The young leader, who took over after the death of his father Kim Jong-Il in December 2011, did not attend the rally .
It was the North's third test, following previous detonations in 2006 and 2009, and seismic data suggested it was significantly more powerful. "It serves as a striking demonstration of the might of a scientific and technological power and a military power capable of manufacturing any strike," KCNA said.
North korea said the test - widely condemned by the international community - was a direct response to UN sanctions imposed on Pyongyang after its long-range rocket launch in December.
Pyongyang accused the United States of leading the sanctions charge in the UN Security Council, and speakers at Thursday's rally threatened "merciless retaliatory blows" if the US pushed tougher sanctions after the nuclear test.
While, South Korean President Lee Myung-Bak said Friday that North korea can never be made to abandon its nuclear weapons programme, arguing that only regime collapse could remove the threat from Pyongyang.
As the UN Security Council continues to debate how to punish the North for its latest nuclear test, the outgoing president suggested the best way forward was to try to foment unrest among the North Korean people. "It has become impossible to have North korea give up its nuclear weapons through dialogue and negotiations", Lee told a meeting of senior dignitaries including former government ministers and religious leaders. "We cannot hope the North will part with its nuclear programmes until its regime changes or collapses", he said. "We can help change the North Korean people, if not the North Korean regime itself."
Lee is set to leave office in 10 days at the end of a five-year term marked by an almost complete breakdown in contacts between Seoul and Pyongyang.
A source, with direct knowledge of the message, also revealed on Friday that North korea has told its key ally, China, that it is prepared to stage one or even two more nuclear tests this year in an effort to force the United States into diplomatic talks with Pyongyang.
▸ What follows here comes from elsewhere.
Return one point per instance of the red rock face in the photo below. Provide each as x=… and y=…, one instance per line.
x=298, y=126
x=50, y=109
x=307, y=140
Further tests could also be accompanied this year by another rocket launch, said the source who has direct access to the top levels of government in both Beijing and Pyongyang. The isolated regime conducted its third nuclear test on Tuesday, drawing global condemnation and a stern warning from the United States that it was a threat and a provocation.
"It's all ready. A fourth and fifth nuclear test and a rocket launch could be conducted soon, possibly this year," the source said, adding that the fourth nuclear test would be much larger than the third at an equivalent of 10 kilotons of TNT.
The tests will be undertaken, the source said, unless Washington holds talks with North korea and abandons its policy of what Pyongyang sees as attempts at regime change.
Also on Friday, three Chinese government ships entered disputed waters, the Japanese coastguard said, as the two countries' soured relationship grew more complex following North korea 's nuclear test.
Maritime surveillance vessels sailed near the Japanese-controlled Senkaku islands, which Beijing claims as the Diaoyus, around 9:30 am (0030 GMT), according to the coastguard.
"Japan cannot accept this. This is extremely regrettable," Foreign Minister Fumio Kishida told a regular briefing Friday, adding that his ministry has already conveyed these sentiments to the Chinese embassy.
The relationship between the Asian giants has cooled over the territorial row, which triggered anti-Japan rallies across China last year.